Jersey Mike's, the New Jersey-born chain known for its cold cuts and aggressive upselling, debuted on public markets this week with AI prominently featured in its investor pitch. The company touted its use of machine learning for inventory management, predictive staffing, and customer personalization—capabilities that would have been filed under "basic software" five years ago but now command premium multiples.

The market rewarded this framing handsomely. Jersey Mike's priced above its expected range and traded up on opening day, joining a parade of companies that have discovered the three most valuable letters in contemporary finance.

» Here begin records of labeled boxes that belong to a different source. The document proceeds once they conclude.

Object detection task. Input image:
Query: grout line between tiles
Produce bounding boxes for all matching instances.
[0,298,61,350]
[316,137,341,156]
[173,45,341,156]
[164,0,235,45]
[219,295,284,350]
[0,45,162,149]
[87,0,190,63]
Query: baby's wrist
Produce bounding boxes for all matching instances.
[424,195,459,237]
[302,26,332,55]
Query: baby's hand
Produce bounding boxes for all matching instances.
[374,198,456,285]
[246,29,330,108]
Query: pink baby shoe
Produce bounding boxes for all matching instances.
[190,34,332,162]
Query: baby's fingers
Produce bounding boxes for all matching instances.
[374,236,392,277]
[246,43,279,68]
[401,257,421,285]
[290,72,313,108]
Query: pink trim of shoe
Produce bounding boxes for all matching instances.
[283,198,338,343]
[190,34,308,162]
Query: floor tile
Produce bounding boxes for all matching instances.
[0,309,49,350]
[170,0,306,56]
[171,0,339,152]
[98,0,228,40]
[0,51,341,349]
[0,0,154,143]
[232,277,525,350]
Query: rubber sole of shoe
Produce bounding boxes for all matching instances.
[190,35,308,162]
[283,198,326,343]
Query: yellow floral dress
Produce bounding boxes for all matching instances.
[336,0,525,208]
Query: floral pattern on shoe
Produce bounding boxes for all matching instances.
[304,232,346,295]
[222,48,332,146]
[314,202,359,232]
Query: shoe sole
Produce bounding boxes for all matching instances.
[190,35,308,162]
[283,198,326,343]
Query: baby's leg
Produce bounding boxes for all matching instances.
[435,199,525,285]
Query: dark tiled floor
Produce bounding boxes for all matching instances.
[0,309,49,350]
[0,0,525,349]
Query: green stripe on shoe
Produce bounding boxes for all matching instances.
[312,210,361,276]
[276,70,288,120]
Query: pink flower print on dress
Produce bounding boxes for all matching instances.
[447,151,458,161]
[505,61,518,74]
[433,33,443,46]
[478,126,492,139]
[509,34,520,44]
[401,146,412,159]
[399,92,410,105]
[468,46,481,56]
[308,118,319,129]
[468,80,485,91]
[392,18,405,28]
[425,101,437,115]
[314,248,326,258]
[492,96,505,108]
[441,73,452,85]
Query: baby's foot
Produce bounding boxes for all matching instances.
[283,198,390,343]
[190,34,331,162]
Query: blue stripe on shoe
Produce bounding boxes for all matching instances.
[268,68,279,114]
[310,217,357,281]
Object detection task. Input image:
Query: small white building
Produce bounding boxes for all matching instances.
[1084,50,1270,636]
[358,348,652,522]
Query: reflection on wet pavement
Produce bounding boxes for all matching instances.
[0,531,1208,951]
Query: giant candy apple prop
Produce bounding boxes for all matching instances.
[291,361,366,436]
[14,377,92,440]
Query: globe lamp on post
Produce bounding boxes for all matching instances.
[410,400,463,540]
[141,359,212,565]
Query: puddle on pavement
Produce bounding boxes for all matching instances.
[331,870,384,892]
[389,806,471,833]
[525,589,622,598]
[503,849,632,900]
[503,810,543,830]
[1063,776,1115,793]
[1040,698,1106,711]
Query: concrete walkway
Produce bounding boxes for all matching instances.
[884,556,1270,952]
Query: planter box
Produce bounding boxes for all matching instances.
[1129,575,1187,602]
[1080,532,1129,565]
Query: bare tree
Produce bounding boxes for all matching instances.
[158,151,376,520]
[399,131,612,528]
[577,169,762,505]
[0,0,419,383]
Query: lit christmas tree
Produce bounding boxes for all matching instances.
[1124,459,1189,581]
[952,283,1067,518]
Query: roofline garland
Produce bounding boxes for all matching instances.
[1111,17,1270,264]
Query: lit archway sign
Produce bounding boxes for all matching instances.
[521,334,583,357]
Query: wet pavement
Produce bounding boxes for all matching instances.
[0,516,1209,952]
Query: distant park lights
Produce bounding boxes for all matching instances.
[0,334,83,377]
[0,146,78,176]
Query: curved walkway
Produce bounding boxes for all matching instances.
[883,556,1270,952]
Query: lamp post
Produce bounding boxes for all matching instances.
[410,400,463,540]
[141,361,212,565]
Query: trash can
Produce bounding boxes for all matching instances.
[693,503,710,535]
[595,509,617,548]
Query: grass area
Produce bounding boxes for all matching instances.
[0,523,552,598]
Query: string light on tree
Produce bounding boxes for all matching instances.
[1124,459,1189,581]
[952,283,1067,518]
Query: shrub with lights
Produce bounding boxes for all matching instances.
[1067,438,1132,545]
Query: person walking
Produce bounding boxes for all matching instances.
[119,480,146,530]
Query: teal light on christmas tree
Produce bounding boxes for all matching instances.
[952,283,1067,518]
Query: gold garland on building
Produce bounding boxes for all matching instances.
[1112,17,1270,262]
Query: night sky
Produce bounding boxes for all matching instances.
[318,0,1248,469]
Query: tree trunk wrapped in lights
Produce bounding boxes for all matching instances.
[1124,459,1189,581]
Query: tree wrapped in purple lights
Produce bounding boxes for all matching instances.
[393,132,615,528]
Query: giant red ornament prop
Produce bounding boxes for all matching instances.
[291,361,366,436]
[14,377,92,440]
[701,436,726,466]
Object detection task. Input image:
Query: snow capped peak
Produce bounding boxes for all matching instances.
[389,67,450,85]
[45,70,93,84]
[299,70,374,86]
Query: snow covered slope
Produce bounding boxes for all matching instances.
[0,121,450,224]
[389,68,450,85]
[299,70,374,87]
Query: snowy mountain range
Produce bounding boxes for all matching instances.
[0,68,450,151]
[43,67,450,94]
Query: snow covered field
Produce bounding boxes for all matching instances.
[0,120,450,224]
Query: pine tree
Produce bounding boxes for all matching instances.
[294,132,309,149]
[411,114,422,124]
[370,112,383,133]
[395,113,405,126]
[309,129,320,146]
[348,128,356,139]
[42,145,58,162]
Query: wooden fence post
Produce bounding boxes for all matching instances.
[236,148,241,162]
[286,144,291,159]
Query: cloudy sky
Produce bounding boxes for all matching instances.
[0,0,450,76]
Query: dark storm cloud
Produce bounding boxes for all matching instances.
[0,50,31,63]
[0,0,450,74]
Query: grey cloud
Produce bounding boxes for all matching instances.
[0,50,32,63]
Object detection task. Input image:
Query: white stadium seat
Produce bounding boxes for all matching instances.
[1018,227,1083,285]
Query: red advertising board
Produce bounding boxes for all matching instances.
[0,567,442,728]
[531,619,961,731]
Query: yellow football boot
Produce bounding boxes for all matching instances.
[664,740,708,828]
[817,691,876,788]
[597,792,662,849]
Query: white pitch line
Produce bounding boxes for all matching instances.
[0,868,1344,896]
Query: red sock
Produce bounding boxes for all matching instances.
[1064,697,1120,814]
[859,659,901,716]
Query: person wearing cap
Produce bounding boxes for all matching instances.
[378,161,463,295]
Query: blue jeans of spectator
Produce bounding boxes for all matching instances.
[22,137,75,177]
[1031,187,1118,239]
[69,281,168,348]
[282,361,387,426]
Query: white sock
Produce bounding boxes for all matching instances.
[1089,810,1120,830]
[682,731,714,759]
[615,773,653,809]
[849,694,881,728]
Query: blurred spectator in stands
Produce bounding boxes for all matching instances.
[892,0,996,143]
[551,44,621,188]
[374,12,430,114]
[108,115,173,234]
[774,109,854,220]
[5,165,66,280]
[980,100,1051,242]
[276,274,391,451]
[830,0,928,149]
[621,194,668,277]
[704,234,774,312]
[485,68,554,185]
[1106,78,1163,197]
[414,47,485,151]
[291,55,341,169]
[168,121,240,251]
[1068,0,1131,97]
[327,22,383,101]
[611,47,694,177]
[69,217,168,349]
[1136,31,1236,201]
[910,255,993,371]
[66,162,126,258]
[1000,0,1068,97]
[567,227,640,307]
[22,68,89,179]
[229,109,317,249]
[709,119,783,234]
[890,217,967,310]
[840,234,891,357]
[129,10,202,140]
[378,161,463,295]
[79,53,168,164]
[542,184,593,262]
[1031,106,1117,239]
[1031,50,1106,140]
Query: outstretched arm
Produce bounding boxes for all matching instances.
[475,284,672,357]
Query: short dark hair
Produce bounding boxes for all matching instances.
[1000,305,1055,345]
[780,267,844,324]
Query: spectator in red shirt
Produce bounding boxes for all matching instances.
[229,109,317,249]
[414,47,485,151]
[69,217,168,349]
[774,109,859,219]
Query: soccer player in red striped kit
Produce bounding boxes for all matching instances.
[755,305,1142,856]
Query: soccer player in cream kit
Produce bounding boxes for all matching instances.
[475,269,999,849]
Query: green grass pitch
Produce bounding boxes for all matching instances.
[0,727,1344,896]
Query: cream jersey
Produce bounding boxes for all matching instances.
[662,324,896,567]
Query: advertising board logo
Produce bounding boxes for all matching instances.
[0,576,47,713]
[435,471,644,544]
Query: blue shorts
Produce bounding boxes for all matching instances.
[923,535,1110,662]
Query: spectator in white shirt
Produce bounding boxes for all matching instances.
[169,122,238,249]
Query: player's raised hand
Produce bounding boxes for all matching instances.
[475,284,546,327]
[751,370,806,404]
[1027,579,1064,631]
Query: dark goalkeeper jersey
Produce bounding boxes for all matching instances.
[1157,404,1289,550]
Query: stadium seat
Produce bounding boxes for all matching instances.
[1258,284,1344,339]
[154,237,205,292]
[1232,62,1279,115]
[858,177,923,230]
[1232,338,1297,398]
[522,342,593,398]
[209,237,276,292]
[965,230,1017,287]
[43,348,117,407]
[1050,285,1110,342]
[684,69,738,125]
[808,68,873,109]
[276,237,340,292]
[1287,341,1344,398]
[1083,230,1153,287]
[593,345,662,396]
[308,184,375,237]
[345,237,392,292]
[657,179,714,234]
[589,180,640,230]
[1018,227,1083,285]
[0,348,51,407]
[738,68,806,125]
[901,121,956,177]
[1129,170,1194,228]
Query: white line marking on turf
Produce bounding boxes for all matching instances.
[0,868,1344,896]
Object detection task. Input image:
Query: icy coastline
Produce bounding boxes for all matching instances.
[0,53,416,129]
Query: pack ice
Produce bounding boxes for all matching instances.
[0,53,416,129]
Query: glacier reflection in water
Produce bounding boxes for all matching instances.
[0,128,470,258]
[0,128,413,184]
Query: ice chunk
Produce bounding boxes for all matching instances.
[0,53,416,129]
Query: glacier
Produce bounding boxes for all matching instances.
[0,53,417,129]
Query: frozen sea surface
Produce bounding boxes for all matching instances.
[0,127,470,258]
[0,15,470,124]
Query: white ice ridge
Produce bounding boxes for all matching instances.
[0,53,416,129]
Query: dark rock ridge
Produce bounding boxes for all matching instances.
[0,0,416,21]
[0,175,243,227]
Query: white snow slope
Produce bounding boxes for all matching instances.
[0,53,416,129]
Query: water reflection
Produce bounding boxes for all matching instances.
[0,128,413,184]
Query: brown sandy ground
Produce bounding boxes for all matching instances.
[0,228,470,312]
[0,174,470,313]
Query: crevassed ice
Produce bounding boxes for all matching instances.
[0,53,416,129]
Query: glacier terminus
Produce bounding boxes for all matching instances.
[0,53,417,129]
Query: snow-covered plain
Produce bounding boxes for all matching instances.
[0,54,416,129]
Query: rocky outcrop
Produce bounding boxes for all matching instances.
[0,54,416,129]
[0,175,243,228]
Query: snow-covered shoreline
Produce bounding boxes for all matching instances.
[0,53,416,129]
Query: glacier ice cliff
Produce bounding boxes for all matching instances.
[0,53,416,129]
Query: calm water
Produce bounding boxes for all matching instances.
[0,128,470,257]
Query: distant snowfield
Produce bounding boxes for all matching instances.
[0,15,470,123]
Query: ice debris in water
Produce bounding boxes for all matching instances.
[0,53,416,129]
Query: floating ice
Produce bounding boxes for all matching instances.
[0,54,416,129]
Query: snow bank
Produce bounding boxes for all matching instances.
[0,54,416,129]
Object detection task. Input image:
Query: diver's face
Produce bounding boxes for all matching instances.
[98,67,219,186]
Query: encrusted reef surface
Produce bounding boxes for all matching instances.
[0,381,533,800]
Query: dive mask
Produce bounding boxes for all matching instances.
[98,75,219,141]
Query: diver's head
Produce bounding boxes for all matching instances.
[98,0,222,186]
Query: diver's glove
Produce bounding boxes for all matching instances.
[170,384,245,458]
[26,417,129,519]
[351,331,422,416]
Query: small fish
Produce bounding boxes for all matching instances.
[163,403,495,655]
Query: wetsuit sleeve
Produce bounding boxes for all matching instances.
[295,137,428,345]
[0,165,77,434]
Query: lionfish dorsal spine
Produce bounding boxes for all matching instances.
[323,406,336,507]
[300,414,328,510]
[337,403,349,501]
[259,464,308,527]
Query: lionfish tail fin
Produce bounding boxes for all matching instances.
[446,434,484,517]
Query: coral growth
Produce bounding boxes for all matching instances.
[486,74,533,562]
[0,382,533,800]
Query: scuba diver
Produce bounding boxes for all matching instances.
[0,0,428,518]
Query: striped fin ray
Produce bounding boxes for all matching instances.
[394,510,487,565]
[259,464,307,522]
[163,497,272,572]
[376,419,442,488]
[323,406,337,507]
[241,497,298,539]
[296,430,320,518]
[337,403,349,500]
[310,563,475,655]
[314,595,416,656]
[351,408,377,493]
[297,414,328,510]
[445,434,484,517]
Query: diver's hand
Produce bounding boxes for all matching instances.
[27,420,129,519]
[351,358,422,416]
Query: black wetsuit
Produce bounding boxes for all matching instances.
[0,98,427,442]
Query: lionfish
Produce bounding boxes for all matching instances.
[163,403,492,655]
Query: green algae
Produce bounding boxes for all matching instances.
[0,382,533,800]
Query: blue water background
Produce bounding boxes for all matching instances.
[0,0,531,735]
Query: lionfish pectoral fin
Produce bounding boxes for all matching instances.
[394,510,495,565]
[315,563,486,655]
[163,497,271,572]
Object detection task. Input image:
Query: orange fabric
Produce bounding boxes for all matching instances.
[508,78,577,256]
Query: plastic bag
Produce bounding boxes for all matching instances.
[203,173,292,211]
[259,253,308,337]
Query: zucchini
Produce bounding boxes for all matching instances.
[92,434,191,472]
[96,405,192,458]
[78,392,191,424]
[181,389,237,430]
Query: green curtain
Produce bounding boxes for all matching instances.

The AI premium has become untethered

What Jersey Mike's is actually doing with technology is perfectly sensible: using data to reduce food waste, optimize labor scheduling, and send targeted promotions. These are mature practices that Domino's and Starbucks pioneered years ago. Calling them "AI-powered" is not technically false—modern software does incorporate machine learning—but the framing exists purely to capture investor enthusiasm.

This matters because it reveals how AI has become less a technology category than a valuation multiplier. Companies across sectors are reclassifying existing digital investments as AI initiatives, a linguistic arbitrage that works until it doesn't.

The real cost is misallocation

The danger is not that Jersey Mike's will disappoint shareholders—the company appears genuinely well-run. The danger is that capital markets have become so AI-intoxicated that they cannot distinguish between transformative technology and competent operations.

Meanwhile, Google and Amazon have begun disclosing the staggering energy and infrastructure costs of their actual AI systems. The companies burning billions on genuine frontier research are watching sandwich shops capture AI premiums for glorified spreadsheet automation.

Our take

Market manias always find their way into unexpected corners, and AI reaching the deli counter is a useful signal that we are deep into the frothy phase. Jersey Mike's will probably be fine—it sells sandwiches, not vapor. But when the correction comes, and it will, the companies that confused marketing with substance will discover that no amount of buzzwords can substitute for actual technological moats. The AI winter, when it arrives, will be coldest for those who never really had AI at all.